Ketiga, Persaudaraan (Fraternite). Konsep ini direfleksikan sebagai buah usaha dari pelaksanaan dua konsep terdahulu. Konsep persaudaraan muncul sebagai harapan akan tercapainya perdamaian dan kesejahteraan bersama (bonum commune)yang berakar pada prinsip-prinsip solidaritas.

Meskipun pendapat Vasak agar bernada profan tetapi nilai reflektifnya dapat dijadikan buah pembelajaran yang tak kalah pentingnya dalam konteks penghormatan martabat manusia. Aliran pemikiran dan konsep tentang harkat dan martabat manusia (laki-laki dan perempuan) ini bermuara pada suatu pemahaman induktif bahwa manusia, entah perempuan entah laki-laki memiliki persamaan harkat dan martabat. Kaum perempuan di dalam tatanan penciptaan maupun di dalam kehidupan duniawi -- memiliki kesamaan dan kesetaraan martabat dengan laki-laki. Sebab laki-laki dan perempuan adalah citra Allah yang agung dan indah. 

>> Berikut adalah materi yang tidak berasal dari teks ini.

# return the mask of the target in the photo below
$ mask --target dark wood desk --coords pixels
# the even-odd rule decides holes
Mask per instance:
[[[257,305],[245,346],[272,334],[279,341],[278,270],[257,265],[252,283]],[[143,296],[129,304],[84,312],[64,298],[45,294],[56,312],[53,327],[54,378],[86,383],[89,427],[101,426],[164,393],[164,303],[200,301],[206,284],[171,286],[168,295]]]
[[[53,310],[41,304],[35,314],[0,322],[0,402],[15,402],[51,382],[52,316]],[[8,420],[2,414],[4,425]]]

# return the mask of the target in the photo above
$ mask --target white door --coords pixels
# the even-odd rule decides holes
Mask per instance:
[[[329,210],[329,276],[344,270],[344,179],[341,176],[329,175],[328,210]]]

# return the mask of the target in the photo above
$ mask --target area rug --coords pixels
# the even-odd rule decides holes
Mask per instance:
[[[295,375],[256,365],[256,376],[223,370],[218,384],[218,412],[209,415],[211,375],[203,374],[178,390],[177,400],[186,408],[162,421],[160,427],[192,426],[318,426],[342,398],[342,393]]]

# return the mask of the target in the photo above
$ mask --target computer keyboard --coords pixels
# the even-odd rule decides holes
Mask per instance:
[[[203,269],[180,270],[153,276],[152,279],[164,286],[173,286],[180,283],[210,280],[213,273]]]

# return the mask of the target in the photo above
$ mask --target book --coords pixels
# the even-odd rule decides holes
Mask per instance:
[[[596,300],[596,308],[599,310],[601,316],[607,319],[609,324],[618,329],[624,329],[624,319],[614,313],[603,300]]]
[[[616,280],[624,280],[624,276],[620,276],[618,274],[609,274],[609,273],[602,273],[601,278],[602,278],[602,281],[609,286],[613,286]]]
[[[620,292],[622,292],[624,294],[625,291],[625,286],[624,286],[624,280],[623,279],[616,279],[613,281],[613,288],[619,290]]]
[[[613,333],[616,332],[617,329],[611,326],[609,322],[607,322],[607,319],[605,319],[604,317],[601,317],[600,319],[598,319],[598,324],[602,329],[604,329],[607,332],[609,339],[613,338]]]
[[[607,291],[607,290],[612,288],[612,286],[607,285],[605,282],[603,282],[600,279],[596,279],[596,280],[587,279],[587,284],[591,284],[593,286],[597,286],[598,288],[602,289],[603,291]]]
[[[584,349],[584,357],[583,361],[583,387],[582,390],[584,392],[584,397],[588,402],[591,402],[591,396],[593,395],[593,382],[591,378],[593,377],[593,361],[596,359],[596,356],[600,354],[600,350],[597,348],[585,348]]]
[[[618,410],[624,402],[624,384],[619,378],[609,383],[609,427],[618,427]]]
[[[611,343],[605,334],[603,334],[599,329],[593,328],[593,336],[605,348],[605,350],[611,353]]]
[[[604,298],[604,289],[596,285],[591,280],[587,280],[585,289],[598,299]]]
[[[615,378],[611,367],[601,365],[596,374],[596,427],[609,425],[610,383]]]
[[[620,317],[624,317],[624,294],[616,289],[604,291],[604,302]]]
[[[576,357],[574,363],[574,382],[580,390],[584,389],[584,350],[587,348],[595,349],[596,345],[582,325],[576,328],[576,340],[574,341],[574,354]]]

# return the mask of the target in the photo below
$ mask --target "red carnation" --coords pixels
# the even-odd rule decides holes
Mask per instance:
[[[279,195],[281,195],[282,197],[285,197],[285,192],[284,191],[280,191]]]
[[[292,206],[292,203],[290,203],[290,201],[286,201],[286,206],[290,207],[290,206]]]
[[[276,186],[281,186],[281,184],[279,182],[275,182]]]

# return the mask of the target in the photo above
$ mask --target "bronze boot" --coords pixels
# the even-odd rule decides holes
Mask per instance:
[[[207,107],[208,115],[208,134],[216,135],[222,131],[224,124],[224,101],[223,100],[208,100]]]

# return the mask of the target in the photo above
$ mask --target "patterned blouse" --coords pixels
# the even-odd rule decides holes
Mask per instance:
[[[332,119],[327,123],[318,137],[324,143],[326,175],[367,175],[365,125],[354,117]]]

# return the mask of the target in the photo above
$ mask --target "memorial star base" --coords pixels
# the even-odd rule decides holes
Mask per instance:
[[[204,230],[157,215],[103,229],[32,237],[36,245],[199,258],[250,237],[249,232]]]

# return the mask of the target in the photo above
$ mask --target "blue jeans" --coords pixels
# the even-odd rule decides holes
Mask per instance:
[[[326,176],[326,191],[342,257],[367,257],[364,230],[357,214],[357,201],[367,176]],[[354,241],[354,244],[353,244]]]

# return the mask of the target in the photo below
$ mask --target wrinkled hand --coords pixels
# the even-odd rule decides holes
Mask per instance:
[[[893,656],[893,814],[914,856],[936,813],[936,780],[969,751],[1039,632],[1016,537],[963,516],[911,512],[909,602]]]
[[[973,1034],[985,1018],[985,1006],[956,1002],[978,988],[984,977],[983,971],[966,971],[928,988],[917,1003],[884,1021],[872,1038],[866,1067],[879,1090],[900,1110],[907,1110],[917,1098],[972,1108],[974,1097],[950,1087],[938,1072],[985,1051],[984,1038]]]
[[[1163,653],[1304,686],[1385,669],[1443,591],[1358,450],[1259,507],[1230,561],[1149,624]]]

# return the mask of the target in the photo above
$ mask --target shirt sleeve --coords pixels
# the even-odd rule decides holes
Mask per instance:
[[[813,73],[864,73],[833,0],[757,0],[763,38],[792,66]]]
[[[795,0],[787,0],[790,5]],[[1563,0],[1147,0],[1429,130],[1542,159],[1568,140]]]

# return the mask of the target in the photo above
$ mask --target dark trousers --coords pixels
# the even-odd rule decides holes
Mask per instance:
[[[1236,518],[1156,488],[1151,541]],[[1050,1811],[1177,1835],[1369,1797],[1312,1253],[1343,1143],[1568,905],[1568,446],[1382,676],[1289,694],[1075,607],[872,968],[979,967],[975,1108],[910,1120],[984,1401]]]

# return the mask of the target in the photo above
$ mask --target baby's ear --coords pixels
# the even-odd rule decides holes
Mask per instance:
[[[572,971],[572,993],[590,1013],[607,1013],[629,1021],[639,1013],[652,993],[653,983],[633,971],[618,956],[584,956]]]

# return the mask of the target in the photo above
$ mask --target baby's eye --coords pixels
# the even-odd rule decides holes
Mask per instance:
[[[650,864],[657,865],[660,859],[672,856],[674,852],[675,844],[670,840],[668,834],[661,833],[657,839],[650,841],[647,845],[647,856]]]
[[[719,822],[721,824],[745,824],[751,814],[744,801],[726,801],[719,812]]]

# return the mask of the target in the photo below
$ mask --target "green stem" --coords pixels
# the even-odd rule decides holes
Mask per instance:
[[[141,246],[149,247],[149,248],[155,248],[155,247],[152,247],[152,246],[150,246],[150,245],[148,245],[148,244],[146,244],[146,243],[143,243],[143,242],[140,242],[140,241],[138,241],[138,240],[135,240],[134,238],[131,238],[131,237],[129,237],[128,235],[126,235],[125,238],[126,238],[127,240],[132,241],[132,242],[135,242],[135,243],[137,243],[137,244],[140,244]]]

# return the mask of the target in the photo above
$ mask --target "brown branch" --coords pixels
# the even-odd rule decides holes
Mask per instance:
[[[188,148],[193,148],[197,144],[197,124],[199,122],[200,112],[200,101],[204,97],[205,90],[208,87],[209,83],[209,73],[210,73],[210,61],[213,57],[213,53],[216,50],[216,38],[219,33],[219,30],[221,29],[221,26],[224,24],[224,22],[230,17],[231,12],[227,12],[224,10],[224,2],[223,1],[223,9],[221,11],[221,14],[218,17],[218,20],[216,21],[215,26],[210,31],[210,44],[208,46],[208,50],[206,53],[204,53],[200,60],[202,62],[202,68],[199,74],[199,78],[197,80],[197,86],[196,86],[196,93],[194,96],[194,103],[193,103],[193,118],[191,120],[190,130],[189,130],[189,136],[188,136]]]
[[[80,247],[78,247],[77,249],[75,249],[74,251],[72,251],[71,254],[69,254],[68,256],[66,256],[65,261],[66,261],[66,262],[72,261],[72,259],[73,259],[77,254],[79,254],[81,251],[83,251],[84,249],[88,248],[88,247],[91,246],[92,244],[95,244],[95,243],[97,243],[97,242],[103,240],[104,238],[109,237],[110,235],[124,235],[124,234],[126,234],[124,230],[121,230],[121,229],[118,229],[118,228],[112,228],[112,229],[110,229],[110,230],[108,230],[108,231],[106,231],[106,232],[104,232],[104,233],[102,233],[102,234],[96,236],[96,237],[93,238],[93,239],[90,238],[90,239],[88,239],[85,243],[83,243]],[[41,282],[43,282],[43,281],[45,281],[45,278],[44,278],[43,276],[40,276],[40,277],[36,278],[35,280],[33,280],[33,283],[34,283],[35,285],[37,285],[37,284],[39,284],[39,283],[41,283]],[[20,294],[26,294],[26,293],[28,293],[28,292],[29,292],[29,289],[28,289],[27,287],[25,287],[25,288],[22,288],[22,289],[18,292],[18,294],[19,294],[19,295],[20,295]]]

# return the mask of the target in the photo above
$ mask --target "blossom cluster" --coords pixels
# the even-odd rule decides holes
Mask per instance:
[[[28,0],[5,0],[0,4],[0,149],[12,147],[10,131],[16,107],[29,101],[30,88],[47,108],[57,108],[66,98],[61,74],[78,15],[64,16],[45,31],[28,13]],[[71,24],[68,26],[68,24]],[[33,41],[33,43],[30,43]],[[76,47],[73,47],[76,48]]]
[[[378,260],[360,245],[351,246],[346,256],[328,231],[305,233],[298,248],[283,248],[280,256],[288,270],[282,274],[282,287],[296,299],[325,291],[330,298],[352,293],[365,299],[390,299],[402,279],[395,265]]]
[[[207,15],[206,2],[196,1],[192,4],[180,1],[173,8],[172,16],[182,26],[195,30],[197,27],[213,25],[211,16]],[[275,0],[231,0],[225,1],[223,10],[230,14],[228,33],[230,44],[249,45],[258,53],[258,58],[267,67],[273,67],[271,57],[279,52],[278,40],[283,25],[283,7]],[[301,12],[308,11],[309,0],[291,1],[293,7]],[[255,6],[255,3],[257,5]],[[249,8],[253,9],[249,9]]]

Hal lain yang penting untuk dicatat pula, bahwa Kristus menempatkan hukum cinta kasih sebagai hukum tertinggi dalam kekristenan. Maka, dasar itulah yang menjadi kekuatan bagi iman kristiani bahwa manusia, siapa pun dia, apapun jenis kelaminnya, ataupun perbadaan SARA sekalipun harus dicintai secara total, sebagaimana Allah mencintai manusia tanpa pembedaan.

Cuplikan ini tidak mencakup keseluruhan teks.